Placing a value on financial advisors

Placing a value on financial advisors

Placing a value on financial advisors Everyone beats the drum on best practices, but what is the value in following those to the letter? If you ask one investment management company, it can add 3 per cent in net returns for the client.

A research paper for financial advisors recently released by Vanguard Investments Canada Inc. reveals that financial advisors can add about 3 per cent in net returns for their clients using Vanguard Advisor’s Alpha, a wealth management framework that focuses on portfolio construction, behavioural coaching, asset location and other relationship-oriented services.

“Partly the result of the Client Relationship Model reforms being implemented in Canada, greater fee transparency will make it even more important for advisors to successfully communicate their value,” says Atul Tiwari, managing director of Vanguard Investments Canada Inc., “a value that, while real, is much easier to describe than define. This study attempts to define that value and make it more tangible.”

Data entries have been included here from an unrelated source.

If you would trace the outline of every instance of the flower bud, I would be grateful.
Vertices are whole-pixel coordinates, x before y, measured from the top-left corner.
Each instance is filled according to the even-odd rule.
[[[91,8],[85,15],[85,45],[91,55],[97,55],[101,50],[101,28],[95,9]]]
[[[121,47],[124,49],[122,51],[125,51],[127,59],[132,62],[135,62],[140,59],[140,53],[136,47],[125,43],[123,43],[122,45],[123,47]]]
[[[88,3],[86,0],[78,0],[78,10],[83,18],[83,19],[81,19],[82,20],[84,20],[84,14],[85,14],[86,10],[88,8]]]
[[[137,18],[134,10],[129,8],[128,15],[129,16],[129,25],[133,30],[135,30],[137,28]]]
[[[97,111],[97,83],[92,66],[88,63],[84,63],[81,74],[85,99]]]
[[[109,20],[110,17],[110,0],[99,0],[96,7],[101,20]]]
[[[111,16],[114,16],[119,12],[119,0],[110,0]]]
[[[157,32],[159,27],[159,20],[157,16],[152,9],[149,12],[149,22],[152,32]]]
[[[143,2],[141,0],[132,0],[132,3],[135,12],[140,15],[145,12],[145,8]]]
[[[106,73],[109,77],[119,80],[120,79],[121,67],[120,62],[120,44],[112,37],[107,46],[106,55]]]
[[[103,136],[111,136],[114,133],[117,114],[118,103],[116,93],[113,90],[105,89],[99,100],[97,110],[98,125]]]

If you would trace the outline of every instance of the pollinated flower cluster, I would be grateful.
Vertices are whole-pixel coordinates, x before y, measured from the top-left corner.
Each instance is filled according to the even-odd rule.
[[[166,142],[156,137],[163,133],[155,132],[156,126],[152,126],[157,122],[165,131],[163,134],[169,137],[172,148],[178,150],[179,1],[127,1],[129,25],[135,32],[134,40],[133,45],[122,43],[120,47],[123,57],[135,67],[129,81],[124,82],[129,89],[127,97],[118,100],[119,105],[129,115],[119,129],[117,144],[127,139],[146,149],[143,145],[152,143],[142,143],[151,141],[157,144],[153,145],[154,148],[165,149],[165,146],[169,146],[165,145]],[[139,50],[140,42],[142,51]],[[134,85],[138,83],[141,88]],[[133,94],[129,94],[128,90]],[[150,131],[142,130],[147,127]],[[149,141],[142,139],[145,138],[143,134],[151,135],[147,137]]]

The paper, “Putting a Value on Your Value: Quantifying Vanguard Advisor Alpha,” examines the individual best practices to improve client outcomes and quantifies the value that advisors can add relative to others who are not employing such practices.

Calculating how much an advisor can add in net returns is based largely on the researchers' approach to five wealth management principles. While the exact amount may vary depending on client circumstances and implementation, says Tiwari, an advisor can add value by:

Being an effective behavioural coach: Helping clients maintain a long-term perspective and a disciplined approach is arguably one of the most important elements of financial advice. (Potential value add: 1.50%.);

Applying an asset location strategy: The allocation of assets between taxable and tax-advantaged accounts is one tool an advisor can employ that can add value each year. (Potential value add: from 0% to 0.42%.);

Employing cost-effective investments: This critical component of every advisor’s tool kit is based on simple math: Gross return less costs equals net return. (Potential value add: 1.31%.);

Maintaining the proper allocation through rebalancing: Over time, as its investments produce various returns, a portfolio will likely drift from its target allocation. An advisor can add value by ensuring the portfolio’s risk/return characteristics stay consistent with a client’s preferences. (Potential value add: 0.47%.); and

Implementing a spending strategy: As the retiree population grows, an advisor can help clients make important decisions about how to spend from their portfolios. (Potential value add: 0% to 0.41%.).

How an advisor approaches two additional principles, asset allocation and total return versus income investing, can also add value, but are too unique to each investor to quantify, says Tiwari.  Vanguard’s Advisor’s Alpha framework incorporates all of these principles, making it possible for advisors to add about 3 per cent in net returns for their clients.